LLMs may only occasionally match the best performers on your team, but they can be relied upon to make mistakes at least as often as the most junior members, or indeed your customers. Having access to cheap, scalable Stupidity as a Service is surprisingly useful, allowing you to write new forms of test for your documentation, APIs and schemas. I call this Cognitive Fuzzing and it helps identify places where requirements, signatures or behaviours are unclear.
It’s fair to argue that LLMs don’t think like humans (or at all), and so the kinds of mistakes they make might not be the same as those committed by humans. That said, in my experience there is a definite overlap: what’s good for the robot goose is good for the gander. And either way, you’re directly minimising the cognitive overhead for Model Context Protocol clients, which I suspect will become table-stakes for most APIs in the future.
A cognitive fuzz test is a functional test in the usual Given/When/Then style. The givens and thens match your usual test suite, but the whens are implemented by calling an LLM, which is given access to your documentation and schemas in some form. This can be a very loose workflow where you provide tools via MCP to the LLM, and just give it the top level use case to fulfil. Or it can be more targeted, like asking the LLM to formulate a database or GraphQL query, and checking the results.
These tests are non-deterministic, and so you’re likely to see regular failures. If some use cases consistently fail, you have some evidence that the cognitive overhead of interacting with that part of the system is too high.
I first realised this was a useful way of working during a failed attempt to build an AI assistant over some quite complex data. This was a fairly straightforward Natural Language to SQL (NL2SQL) system which provided the LLM with schema info and a customer query, to be translated into SQL with the results checked and a response returned to the client. The workflow was implemented in DSPy, which offers various forms of optimisation for the prompts in an agentic workflow, but ultimately the system became more and more complex, with increasing amounts of pleading and scolding to nudge the LLM in the right direction.
The correct answer here is the same as when you find yourself lamenting the apparent stupidity of one of your users: your system is too complex and your documentation isn’t good enough. I came to realise that everywhere the LLM was struggling, deep down I was already uncomfortable with some of the ways the database schema was structured and documented. Real customers had struggled with similar issues in the past because of poorly chosen names.
And so, the issues here became functional tests. Where possible, we have been writing simplified views with new documentation to make some workflows easier, and checking that the LLM picks them up and delivers better results. Not only will this benefit future AI projects, it will almost certainly make customers’ lives easier as we simplify language, make things more explicit, and fill in missing documentation.
Jakob Nielsen once wrote about company taglines:
look at how you present the company in the main copy on the home page. Rewrite the text to say exactly the opposite. Would any company ever say that? If not, you're not saying much with your copy, either.

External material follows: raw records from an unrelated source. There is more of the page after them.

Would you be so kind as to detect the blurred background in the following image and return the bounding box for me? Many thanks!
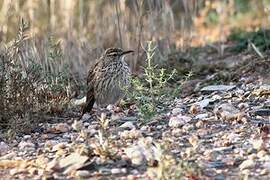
[1,0,270,76]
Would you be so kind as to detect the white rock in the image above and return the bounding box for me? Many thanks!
[251,139,264,150]
[111,168,122,174]
[171,108,183,115]
[81,113,91,121]
[239,159,255,170]
[75,170,91,177]
[18,141,35,149]
[214,103,241,120]
[125,146,145,165]
[120,122,135,130]
[23,135,31,140]
[238,103,249,109]
[0,142,9,155]
[195,113,208,119]
[211,94,222,101]
[195,99,211,109]
[201,85,236,92]
[106,104,114,111]
[169,115,191,128]
[140,126,148,132]
[263,161,270,169]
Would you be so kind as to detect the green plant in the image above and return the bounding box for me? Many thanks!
[147,142,202,180]
[0,19,75,136]
[91,113,117,159]
[228,28,270,53]
[126,41,176,119]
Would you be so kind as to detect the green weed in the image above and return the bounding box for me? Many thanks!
[126,41,176,119]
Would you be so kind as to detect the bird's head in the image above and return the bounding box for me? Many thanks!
[104,48,134,60]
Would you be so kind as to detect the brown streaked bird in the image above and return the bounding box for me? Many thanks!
[82,47,133,114]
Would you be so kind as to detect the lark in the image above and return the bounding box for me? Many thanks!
[82,48,133,114]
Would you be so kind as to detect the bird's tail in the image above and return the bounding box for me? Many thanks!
[82,88,95,115]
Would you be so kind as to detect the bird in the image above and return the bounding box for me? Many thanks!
[82,47,134,114]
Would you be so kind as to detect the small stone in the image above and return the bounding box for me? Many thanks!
[75,170,91,177]
[188,135,199,147]
[125,146,145,165]
[120,122,135,130]
[0,152,15,159]
[260,169,269,175]
[81,113,91,121]
[251,139,264,150]
[52,142,66,152]
[0,142,9,155]
[46,159,60,171]
[111,168,122,174]
[195,120,204,128]
[59,153,89,174]
[238,103,249,109]
[23,135,31,140]
[214,103,242,121]
[140,126,148,132]
[257,150,267,159]
[169,115,191,128]
[241,169,250,175]
[55,123,70,133]
[9,168,19,175]
[195,99,211,109]
[106,104,114,111]
[83,122,90,127]
[263,161,270,169]
[201,85,236,92]
[195,113,208,120]
[171,108,183,115]
[18,141,35,150]
[120,129,142,139]
[239,159,255,170]
[253,108,270,116]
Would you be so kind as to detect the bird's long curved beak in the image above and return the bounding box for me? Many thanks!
[121,50,134,56]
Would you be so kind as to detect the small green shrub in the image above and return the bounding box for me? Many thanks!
[228,29,270,52]
[126,41,176,119]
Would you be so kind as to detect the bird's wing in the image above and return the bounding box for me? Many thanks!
[82,60,99,114]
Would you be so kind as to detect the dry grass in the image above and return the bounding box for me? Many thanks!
[0,19,78,136]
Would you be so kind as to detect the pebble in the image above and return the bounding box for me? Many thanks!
[111,168,123,174]
[125,146,145,165]
[81,113,91,121]
[18,141,35,149]
[200,85,236,92]
[23,135,31,140]
[140,126,148,132]
[239,159,255,170]
[251,139,264,150]
[52,142,66,152]
[195,113,208,120]
[75,170,91,177]
[169,115,191,128]
[0,142,9,155]
[120,122,135,130]
[171,108,183,115]
[55,123,70,133]
[238,102,249,109]
[106,104,114,111]
[263,161,270,169]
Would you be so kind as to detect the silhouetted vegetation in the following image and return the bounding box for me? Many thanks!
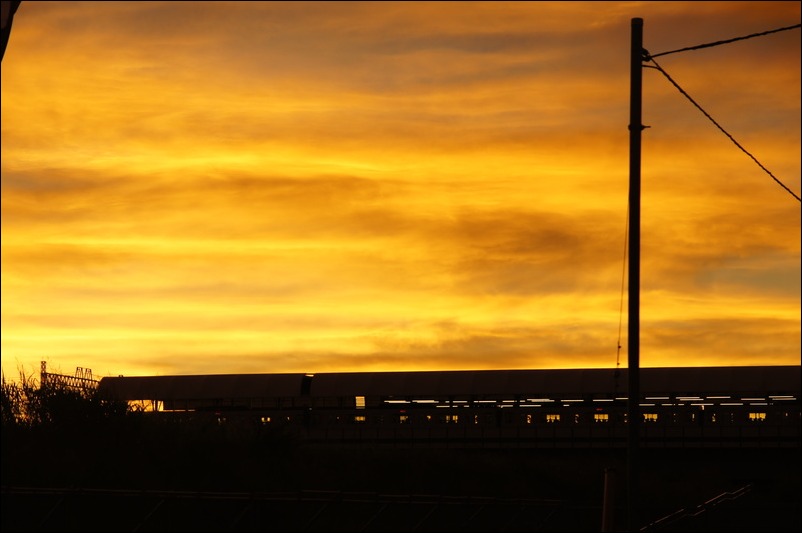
[1,367,302,491]
[2,369,130,430]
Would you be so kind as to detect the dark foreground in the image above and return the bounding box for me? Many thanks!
[2,441,800,532]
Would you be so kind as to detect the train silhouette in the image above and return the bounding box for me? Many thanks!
[98,365,800,448]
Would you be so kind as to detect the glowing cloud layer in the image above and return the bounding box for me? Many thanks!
[2,1,799,379]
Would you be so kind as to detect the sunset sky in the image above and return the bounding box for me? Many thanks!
[1,1,800,380]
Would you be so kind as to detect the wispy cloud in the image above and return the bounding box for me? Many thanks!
[2,1,799,378]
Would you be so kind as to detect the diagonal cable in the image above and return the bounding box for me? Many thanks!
[645,55,801,202]
[650,23,801,59]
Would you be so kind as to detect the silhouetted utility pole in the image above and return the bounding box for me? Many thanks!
[628,16,644,532]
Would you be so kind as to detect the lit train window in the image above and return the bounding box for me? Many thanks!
[643,413,658,423]
[261,416,272,424]
[525,414,533,425]
[445,414,459,424]
[748,412,766,422]
[399,415,409,424]
[355,396,366,409]
[354,415,366,423]
[594,413,609,423]
[546,414,560,423]
[130,400,160,412]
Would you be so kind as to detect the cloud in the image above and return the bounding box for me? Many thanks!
[2,1,799,379]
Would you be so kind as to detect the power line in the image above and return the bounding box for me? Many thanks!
[644,56,801,202]
[616,201,628,374]
[649,23,801,59]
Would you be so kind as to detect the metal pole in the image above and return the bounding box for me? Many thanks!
[628,16,643,533]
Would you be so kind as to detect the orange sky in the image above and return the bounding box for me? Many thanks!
[1,1,800,380]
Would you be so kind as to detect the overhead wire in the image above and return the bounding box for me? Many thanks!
[643,22,801,202]
[615,200,628,389]
[649,23,801,59]
[644,55,801,202]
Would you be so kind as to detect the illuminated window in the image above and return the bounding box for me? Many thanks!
[426,415,432,422]
[399,415,409,424]
[131,400,162,412]
[354,415,366,423]
[749,412,766,422]
[643,413,658,423]
[525,414,533,425]
[260,416,272,424]
[355,396,366,409]
[445,414,459,424]
[594,413,609,423]
[546,414,560,423]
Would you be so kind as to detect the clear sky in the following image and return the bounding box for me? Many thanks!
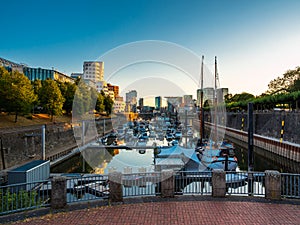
[1,0,300,99]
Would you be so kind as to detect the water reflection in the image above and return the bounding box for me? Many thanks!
[51,142,299,174]
[234,144,300,173]
[51,147,155,174]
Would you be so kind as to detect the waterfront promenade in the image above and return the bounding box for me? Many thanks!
[3,196,300,224]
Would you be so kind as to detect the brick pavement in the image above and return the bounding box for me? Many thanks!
[5,197,300,225]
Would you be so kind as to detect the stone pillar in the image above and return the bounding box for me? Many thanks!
[212,169,226,197]
[161,170,174,198]
[109,172,123,202]
[51,176,67,209]
[265,170,281,200]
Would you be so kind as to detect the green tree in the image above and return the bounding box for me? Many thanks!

I’ve started to see codebases with truly excellent, in-depth information about their maintenance, architecture and style in an AGENTS.md. And yet if I look in the actual human README.md there’s often only perfunctory information about getting the code up and running. I’ve come to believe that if you’re writing something in your AGENTS.md and you wouldn’t tell a human the opposite, then it’s very likely useful documentation for any contributor to the codebase, and should just be part of your central documentation. If you find yourself having to press the LLM to get certain things right, this is valuable information about a part of your codebase where humans might also benefit from more documentation or a refactor.
With the news that 95% of AI initiatives in enterprises are arguably failing I believe the approach of exploiting LLMs for Stupidity as a Service is an excellent way of salvaging value from projects that have stumbled. You may not be finding that your teams are 10-100x more productive with LLMs in the loop, but you can avoid some of the days when teams or customers achieve 0x because they misunderstand some requirements and have to rework everything.